Falk seufzte. "Ich weiß. Ich habe Hand geholfen, ihn zu leeren."
"Wieso …" Siggi schüttelte den Kopf. "Die Wege des Herren sind unergründlich, und er lässt nichts ohne Grund geschehen … aber wieso lässt er zu, dass die Seele einer so guten Frau vernichtet wird?"
Falk öffnete ihren Mund, wollte sagen, dass es keine Seele gab, und dass der Mann mit dem Flanierstock Saskia getötet hat, kein Seelenfresser. Aber die Tränen, die in Siggis Gesicht glänzten, brachten Falk dazu, sich eines besseren zu besinnen.
"Siegmund … Wir wissen nicht, was dieses Monster mit Saskia gemacht hat. Und es war ein verlogener Dämon - vielleicht hat es gar keine Seelen gefressen, sondern nur Lebensenergie oder so was."

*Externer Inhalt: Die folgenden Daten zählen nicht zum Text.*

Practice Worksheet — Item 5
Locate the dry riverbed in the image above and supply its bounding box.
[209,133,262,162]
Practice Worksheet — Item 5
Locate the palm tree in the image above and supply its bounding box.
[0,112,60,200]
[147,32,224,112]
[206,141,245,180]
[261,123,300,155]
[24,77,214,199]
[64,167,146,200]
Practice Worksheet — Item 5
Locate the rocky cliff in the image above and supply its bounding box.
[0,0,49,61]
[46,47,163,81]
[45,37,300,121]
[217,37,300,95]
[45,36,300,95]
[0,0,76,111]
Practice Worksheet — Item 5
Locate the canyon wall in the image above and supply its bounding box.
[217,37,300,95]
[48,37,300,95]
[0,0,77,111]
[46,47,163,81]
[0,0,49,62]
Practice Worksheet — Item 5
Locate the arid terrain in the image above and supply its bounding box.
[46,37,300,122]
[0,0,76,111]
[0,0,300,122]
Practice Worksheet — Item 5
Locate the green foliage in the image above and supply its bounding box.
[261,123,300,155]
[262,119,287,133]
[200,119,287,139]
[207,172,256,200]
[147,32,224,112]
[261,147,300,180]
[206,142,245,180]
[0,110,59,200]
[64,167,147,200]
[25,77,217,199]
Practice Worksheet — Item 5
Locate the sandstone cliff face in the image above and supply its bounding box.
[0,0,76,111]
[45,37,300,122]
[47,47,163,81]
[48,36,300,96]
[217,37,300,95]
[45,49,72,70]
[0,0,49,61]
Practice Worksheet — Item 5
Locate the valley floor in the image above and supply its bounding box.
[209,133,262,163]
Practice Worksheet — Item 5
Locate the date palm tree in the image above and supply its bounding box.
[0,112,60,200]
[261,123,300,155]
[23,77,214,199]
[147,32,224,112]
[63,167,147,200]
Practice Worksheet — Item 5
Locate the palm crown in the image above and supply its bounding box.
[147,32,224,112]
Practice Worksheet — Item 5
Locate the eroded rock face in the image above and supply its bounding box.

Siggi nickte. "Dennoch … Saskia war mutig, und stark. Und jetzt ist sie tot, und ihre Seele ist vielleicht mit ihr gestorben. Wieso lässt der Herr so etwas zu?"
Falk schüttelte den Kopf. "Wieso lässt dein Gott zu, dass sich einige seiner Diener über Kinder hermachen?" Ihre Geduld mit Siggis Glaubenskrise war erschöpft.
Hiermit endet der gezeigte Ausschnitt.